Agricultural News
Boxed Beef Volume Falls from One Week Ago
Mon, 24 Jun 2013 16:03:55 CDT
Ed Czerwien, USDA Market News, Amarillo, Texas, files this report for boxed beef trade ending June 21, 2013:
The daily spot Choice box beef cutout ended the week at $199.39, which almost steady. Volume was 849 loads for the weekly total of the daily spot load count, which was about 11 percent of the total boxed bf sales for the week.
The Comprehensive Choice cutout, which is the weekly average of all types of sales (including the spot trade, formula trade, export sales and out-front sales) was at $198.52, which was $3.44 lower than last week.
The total reported Boxed Beef volume was 7,309 loads which was 886 loads less than last week however last week was the largest load count in a year. The formula trade was 3,431 loads for the week which was 529 loads less than last week and about 47% of the total sales.
The out-front sales were 1,301 loads which were 324 loads less than last week. Exports reported 1,181 loads which was 207 loads less than the previous week. The NAFTA exports represented 320 of those loads and 861 loads were shipped overseas. The declining value of the dollar really helped exports out the last few weeks since the combined impact of the lower boxed beef prices and cheaper dollar made overseas buyers really perk up. However that started to change last Thursday as the value of the dollar jumped, it will be interesting to watch how that impacts exports in upcoming weeks.

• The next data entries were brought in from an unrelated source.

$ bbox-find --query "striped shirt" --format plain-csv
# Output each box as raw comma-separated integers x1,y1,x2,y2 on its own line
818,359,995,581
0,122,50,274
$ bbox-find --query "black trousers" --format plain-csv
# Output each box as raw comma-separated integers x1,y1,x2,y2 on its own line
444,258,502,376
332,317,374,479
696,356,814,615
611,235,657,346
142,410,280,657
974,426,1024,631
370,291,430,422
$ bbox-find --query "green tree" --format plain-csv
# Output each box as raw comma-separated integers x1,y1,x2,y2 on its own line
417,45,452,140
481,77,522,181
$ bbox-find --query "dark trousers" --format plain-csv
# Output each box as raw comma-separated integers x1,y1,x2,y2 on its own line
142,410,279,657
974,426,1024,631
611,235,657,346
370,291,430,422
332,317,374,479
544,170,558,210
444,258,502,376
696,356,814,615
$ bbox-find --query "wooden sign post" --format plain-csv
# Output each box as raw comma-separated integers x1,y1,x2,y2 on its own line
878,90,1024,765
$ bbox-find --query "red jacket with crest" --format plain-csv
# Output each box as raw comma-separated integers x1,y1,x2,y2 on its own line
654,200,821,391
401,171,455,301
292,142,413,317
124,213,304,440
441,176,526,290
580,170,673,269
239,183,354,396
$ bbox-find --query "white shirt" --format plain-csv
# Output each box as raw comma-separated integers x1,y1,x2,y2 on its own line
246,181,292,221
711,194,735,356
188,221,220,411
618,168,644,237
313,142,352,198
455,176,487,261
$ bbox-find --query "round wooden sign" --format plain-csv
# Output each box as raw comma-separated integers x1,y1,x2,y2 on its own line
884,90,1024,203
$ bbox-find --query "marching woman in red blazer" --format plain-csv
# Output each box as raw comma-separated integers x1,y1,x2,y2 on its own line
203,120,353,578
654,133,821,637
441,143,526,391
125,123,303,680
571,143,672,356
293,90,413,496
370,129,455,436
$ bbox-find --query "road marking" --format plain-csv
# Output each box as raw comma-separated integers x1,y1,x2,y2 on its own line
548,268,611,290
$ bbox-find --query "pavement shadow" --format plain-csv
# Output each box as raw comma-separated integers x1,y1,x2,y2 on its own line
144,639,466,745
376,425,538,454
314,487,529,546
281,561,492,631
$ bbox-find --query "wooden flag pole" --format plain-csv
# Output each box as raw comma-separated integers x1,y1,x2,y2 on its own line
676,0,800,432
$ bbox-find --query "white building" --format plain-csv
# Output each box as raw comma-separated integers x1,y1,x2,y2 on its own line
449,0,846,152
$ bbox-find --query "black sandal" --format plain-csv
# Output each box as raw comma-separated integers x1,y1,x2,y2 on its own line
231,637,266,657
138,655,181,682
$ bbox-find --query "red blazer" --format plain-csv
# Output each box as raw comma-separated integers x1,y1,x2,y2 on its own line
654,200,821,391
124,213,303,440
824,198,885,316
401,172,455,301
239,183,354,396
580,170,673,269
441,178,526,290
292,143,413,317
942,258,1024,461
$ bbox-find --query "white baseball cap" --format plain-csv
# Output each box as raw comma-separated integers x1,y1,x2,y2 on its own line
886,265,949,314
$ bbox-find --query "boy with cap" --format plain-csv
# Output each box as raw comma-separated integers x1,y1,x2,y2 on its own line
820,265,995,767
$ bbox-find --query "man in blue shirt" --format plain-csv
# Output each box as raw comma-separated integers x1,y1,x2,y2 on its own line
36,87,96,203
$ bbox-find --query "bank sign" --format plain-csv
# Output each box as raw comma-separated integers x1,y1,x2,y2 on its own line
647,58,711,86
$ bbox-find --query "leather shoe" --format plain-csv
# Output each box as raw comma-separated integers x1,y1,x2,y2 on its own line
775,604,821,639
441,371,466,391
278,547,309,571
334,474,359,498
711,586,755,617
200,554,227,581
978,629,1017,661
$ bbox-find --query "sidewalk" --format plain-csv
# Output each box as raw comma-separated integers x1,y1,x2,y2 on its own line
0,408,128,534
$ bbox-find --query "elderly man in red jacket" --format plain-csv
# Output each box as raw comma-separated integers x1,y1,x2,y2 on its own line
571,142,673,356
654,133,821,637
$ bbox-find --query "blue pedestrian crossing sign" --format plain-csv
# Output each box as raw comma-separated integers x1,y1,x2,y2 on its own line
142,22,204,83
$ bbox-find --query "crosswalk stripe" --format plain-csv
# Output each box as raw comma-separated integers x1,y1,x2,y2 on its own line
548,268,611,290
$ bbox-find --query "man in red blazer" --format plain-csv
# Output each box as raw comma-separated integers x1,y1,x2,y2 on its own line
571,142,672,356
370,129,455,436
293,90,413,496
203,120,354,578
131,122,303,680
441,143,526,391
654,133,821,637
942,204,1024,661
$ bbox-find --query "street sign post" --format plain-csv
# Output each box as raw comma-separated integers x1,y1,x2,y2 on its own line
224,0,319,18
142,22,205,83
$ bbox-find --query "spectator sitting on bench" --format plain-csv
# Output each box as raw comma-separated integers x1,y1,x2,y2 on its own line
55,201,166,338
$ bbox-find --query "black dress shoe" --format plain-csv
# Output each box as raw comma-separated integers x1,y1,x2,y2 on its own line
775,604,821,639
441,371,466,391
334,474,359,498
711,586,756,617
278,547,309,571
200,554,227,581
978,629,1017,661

Volume was lower in every respect but just remember we are comparing to the largest week of the year so far, and it could be the largest load count week of the year.
The most recent ten-week rolling Boxed Beef sales average was 7,224 loads per week which compares to 7,330 loads per week last year at this same time and was only 106 loads less than last year average. Boxed beef load counts this past six weeks have been very similar to last year after over a year of a very negative comparison.
The Primal cut trade portion of the spot trade everything was lower except some Loin cuts. The outside primal cuts (Rounds and Chucks) prices were 1-5 lower. The inside primal cuts the Loin and Rib were mixed 2-3 lower on Ribs but the Sel Loins were 3-9 higher which helped to narrow the Choice-Select spread.
The cow cutout was steady to firm trading in a very narrow range all week with little change on the 90 percent trimmings.